Son erreur est celle de ceux qui, comme moi, ont cru que la France était un dériveur léger qui virait de bord d’un petit coup de barre, sans effort, sans remous. Nous avions oublié que la France est un super-super-super paquebot de plus de 60 millions de passagers et lourd de milliards de tonnes. Son inertie est énorme. Avant qu’il puisse changer de cap de quelques degrés, il va sur son erre pendant des milliers de miles. Comme n’importe quel capitaine d’un supertanker il devrait s’entourer de pilotes, étudier les cartes, les courants, connaître les épaves, les écueils, les bas fonds, les hauts-fonds, la météo. Sinon il court le risque de s’échouer au mieux, de faire naufrage au pire.

Puisqu’il ne sait pas ce que l’on apprend en classe préparatoire à Navale, je crains qu’il ne soit qu’un capitaine de fortune et qu’il ne sache pas redresser la barre.

23.04.2007

Réformer les réformateurs

Il y a plus de 20 ans j’avais écrit un petit billet « Réformer les réformateurs ». Aujourd’hui il me paraît toujours pertinent tant au fil des décennies nous avons vu des soi-disant réformes préparées dans la précipitation avortées avant même d’être nées. Ces échecs successifs - enseignement, sécurité sociale, emploi, etc. - ont établi ce qui passe pour une vérité : en France les réformes seraient impossibles. Et si le problème venait de ceux qui proposent des réformes plutôt que des français ?
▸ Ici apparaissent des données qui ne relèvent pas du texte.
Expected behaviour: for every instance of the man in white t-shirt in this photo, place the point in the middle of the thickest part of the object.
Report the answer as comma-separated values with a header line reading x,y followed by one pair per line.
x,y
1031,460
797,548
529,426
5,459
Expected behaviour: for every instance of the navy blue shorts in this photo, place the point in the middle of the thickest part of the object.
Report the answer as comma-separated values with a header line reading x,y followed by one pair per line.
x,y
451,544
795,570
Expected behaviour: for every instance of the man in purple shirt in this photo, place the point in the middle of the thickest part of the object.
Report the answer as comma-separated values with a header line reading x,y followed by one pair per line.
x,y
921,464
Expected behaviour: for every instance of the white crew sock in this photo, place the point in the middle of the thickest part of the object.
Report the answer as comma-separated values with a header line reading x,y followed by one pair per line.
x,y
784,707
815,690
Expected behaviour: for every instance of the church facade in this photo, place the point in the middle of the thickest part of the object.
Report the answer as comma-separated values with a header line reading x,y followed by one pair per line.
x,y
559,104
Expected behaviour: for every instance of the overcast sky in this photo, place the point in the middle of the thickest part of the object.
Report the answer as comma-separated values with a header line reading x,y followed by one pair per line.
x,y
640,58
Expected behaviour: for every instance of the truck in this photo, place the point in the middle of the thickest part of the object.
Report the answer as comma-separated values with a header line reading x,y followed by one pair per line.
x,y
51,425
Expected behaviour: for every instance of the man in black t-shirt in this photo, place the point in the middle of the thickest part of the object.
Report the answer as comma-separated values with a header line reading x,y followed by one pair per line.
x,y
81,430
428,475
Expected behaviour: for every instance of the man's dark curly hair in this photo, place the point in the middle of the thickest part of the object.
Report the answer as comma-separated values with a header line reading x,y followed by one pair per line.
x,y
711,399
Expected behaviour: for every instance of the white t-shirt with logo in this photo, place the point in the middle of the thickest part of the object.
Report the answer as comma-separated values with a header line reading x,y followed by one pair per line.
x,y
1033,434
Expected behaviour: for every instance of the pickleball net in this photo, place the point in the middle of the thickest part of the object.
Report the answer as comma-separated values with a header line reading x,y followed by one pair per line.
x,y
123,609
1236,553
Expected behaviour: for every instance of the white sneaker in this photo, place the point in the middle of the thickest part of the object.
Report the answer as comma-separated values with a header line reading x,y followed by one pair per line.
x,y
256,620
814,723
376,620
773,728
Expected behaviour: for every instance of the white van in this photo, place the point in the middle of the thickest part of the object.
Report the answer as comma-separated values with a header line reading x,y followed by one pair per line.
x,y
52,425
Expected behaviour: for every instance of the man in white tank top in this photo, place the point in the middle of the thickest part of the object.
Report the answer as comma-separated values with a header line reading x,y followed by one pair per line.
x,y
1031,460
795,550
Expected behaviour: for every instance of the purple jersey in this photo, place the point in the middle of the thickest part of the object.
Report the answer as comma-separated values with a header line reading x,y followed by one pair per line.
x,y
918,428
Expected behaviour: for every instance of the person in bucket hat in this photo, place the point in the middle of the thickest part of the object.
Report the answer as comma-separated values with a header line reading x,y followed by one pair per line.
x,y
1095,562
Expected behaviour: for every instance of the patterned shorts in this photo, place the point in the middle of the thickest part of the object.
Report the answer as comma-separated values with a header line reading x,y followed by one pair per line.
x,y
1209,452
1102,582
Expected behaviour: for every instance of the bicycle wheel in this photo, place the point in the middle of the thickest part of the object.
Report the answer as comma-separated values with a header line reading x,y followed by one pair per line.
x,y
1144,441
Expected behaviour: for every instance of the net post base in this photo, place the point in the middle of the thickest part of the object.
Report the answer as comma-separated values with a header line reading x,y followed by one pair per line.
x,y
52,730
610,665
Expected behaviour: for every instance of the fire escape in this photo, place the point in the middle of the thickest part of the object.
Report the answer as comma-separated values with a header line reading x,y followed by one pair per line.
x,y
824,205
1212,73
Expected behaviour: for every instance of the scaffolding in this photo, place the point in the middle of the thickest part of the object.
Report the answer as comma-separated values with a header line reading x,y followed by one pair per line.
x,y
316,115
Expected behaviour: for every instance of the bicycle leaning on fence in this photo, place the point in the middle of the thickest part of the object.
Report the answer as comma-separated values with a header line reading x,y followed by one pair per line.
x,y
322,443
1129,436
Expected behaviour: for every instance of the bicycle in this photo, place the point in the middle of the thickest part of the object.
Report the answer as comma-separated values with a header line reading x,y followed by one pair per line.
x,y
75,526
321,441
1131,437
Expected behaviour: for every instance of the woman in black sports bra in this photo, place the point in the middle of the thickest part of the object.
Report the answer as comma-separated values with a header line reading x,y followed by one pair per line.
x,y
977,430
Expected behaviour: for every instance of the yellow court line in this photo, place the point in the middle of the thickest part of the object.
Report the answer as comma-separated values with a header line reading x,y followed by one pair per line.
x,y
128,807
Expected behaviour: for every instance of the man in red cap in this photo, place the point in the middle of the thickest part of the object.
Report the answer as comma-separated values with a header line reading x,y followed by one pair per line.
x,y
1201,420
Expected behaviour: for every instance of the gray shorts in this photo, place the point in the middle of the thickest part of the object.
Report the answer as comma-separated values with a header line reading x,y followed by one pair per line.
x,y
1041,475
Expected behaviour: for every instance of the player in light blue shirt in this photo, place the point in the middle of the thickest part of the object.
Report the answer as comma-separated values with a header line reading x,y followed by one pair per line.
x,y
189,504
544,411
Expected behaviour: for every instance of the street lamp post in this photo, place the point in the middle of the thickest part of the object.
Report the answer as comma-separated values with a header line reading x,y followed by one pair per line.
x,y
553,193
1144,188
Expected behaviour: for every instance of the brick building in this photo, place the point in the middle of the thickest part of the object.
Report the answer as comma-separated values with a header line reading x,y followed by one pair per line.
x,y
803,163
Réforme, contre-réforme, ont façonné notre histoire. La révolution de 1789 a été une apothéose. Ces réformateurs ne travaillaient pas dans le mesquin. Leurs discours parlaient du ciel et de l’enfer, de la grâce, de la justice, de la liberté, de l’égalité, de l’enseignement et de la sécurité pour tous, de l’indépendance. Ils créaient des ordres nouveaux. Leurs voix résonnent encore.
Héritiers futiles, les doctrinaires d’aujourd’hui plagient un vocabulaire. Le temps d’un pouvoir ils essaient de se hisser aux côtés des Calvin, Robespierre, Ferry, De Gaulle. Mais la comparaison leur sied mal. La différence tient peut-être à leur origine. Hier, ils avaient une foi, parfois laïque. Ils se donnaient une mission, parfois guerrière. Aujourd’hui ils sortent de l’ENA. Ils ont une politique, de droite ou de gauche, selon la circonstance. Le besoin de réformes existe pourtant.
Il a été créé par les conditions que les anciennes ont promues et qui ont permis le progrès et l’évolution que la société a connus. La plus urgente devrait s’attacher à changer les rapports de l’homme avec la nature puisqu’il y va de la survie du monde.
Cette tâche immense n’est pourtant pas leur cible. Il est plus facile de s’attaquer à la forme qu’au fond, à l’accessoire qu’au nécessaire.
Réformateurs de circonstance, pressés par les échéances, leur projet n’est plus qu’un leurre et suscite ennui et mépris. Si la contrainte est un peu forte, la classe touchée pas assez faible, le grand homme se réforme lui-même très vite et sombre dans le grotesque.